The second vote taken Thursday was to reduce the board from 10 members to between five and nine.
That was done, said Churchill, to reflect the simpler company now that Maui Pineapple Co. has been closed.
The vote had two parts, to reduce the size of the board and to elect Case, Chairman Warren Haruki, David Heenan, Kent Lucien, Duncan MacNaughton, Arthur Tokin and Fred Trotter III to one-year terms.
This proposal attracted the votes of 88 percent of all shares.
Churchill said no one at the meeting brought up the subject of allowing ML&P to be acquired. The management’s purpose is to continue as an independent, Maui-based real estate and resort business.
It has been a tough business lately. The company lost $123 million in 2009 and reinvented itself. The pineapple subsidiary was shut down. Two-thirds of the employees were let go, and real estate was sold to enable debt to be paid down by one-third.
Losses in the first quarter of 2010 were pared to under $3 million, with real estate development in abeyance and operating revenue coming mostly from Kapalua.
With the state’s visitor industry suffering the effects of a worldwide recession, the resort is not profitable, although some gains over last year were noted.
Kapalua took in about $5 million, but its expenses were more than $7 million. Churchill said that was in part because corporate expenses are not spread so widely as they were when Maui Pine represented more than half the total revenue.
The company remains top heavy. It has about 200 employees and 1,800 retirees.
The company cut off medical benefits and life insurance for its nonunion retirees in February, but most of its pensioners are covered by union contracts.
It also has other uncertainties. Unable to recruit a title sponsor for its LPGA tournament, it dropped out last year, resulting in a lawsuit. That is in mediation, and the company hopes to escape with minimal monetary damages.
It may also have to find $35 million to purchase (at cost) the spa, beach club and store that were part of the Kapalua Bay Holdings joint venture that replaced the Kapalua Bay Hotel.
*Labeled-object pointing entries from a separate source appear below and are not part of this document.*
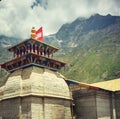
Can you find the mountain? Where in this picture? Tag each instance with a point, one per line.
(89, 46)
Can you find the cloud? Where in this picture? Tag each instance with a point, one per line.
(18, 17)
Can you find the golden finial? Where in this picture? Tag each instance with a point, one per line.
(33, 33)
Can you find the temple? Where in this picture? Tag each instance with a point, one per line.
(32, 52)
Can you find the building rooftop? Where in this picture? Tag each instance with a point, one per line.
(111, 85)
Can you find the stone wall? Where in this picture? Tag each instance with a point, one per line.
(35, 93)
(35, 108)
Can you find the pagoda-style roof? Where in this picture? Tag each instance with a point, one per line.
(32, 59)
(32, 52)
(32, 40)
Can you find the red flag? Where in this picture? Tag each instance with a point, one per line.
(39, 34)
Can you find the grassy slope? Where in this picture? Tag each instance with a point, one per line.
(99, 62)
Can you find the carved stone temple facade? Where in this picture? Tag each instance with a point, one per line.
(34, 89)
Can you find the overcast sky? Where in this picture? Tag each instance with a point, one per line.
(18, 16)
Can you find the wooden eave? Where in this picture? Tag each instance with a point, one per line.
(11, 49)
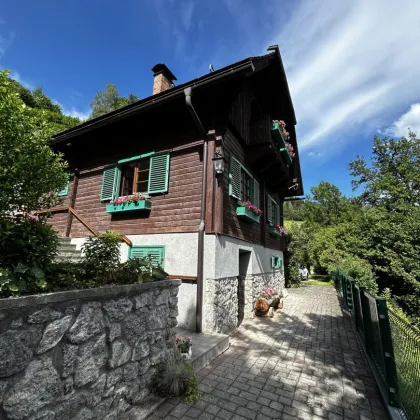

The main component of that project, the Residences at Kapalua, is $300 million in the hole, but ML&P is not obliged to cover any further losses. It has written down its investment to zero.
There are still units to sell at the Residences. And, if they sell, and if the $300 million shortfall is ever covered, ML&P could record a profit on the excess. But the likelihood of that happening is small, and this year nil, in the current "difficult" resort real estate market.
At the moment, the company is in compliance with its debt covenants and should remain that way until March, when it must cover its $57.8 million in obligations somehow or have all its loans thrown into default (because they have cross-covenants that put all in default if any one defaults).